Last year, 9 teams got selected as finalists in the competition and split a million dollars of prize equally. To establish the winners, they faced a test of their underwater robotic systems. In Kalamata, Greece, the teams had 24 hours to map at least 250 km^2 of ocean floor at a horizontal resolution of at least 5 meters.
Team GEBCO-NF won the competition and a prize of $4 million, mapping over 250 km^2 of which 140 with a resolution higher than the one required with the SeaKIT vessel in the top photo (Courtesy GEBCO-NF. All rights reserved) in which various existing technologies were integrated together with an innovative cloud-based data processing system that allows rapid visualization of the seabed. This will help carry out the team’s goal, which is the mapping of the ocean floor by 2030, also thanks to the first consequence of the victory, which came from the announcement of a collaboration between XPRIZE and the Seabed 2030 project of which the team is part, present together with the SeaKIT vessel in the bottom photo (Courtesy GEBCO-NF. All rights reserved).

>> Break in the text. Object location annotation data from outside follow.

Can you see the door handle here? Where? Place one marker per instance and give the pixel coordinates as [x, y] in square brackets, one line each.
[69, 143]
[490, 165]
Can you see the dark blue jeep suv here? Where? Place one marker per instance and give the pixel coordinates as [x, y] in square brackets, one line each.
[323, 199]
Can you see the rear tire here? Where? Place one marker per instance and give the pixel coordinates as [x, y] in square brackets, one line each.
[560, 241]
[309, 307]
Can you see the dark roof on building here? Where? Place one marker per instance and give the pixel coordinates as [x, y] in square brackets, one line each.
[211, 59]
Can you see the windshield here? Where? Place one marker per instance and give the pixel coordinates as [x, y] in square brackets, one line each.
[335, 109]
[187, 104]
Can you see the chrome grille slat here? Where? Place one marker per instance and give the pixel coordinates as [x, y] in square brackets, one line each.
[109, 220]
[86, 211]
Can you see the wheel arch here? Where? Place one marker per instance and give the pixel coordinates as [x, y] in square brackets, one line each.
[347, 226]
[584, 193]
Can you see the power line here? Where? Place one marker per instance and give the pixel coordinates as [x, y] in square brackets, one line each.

Team KUROSHIO was the runner-up and won one million dollars making a high resolution mapping but failing to complete the required area. The technologies used were provided by Japanese universities, institutes and companies to create a vessel and a software platform that can also operate on other autonomous underwater vessels. The team’s aim is to create a versatile technology that can be integrated into various vessels.
A special prize of $200,000 was awarded to Team Tao for the original approach to the problem with a vehicle that descends towards the bottom like a plumb line and then back up. They didn’t meet the criteria of the competition but their choices could be interesting to develop autonomous drones for exploring ocean depths.
The bonus prize awarded by NOAA required the vessel to trace the origin of an underwater chemical signal. The winner was team Ocean Quest, a project that has a mainly educational purpose developed above all by students for students from all over the world, which won $800,000, while the runner-up was team Tampa Deep-Sea X-plorers, which won $200,000.
At the ceremony, Dr. Jyotika Virmani, Ocean Discovery XPRIZE executive director, expressed her pride for having worked alongside people who will change the current situation in which over 80% of the oceans are not yet mapped. The technologies developed will allow to discover new oceanic species, underwater resources, geological features and safer methods to explore the sea depths.
The surface of the Earth covered for 70% by water and the state of the seas is crucial for life on the planet. It seems absurd to have much more complete maps of the surface of the Moon, Mars and other celestial bodies than of the ocean floor and yet currently that kind of exploration is still difficult and expensive. The Shell Ocean Discovery XPRIZE project gave a boost to change this situation and this will offer both new commercial possibilities for the teams that made the greatest progress and new information on the state of life on Earth.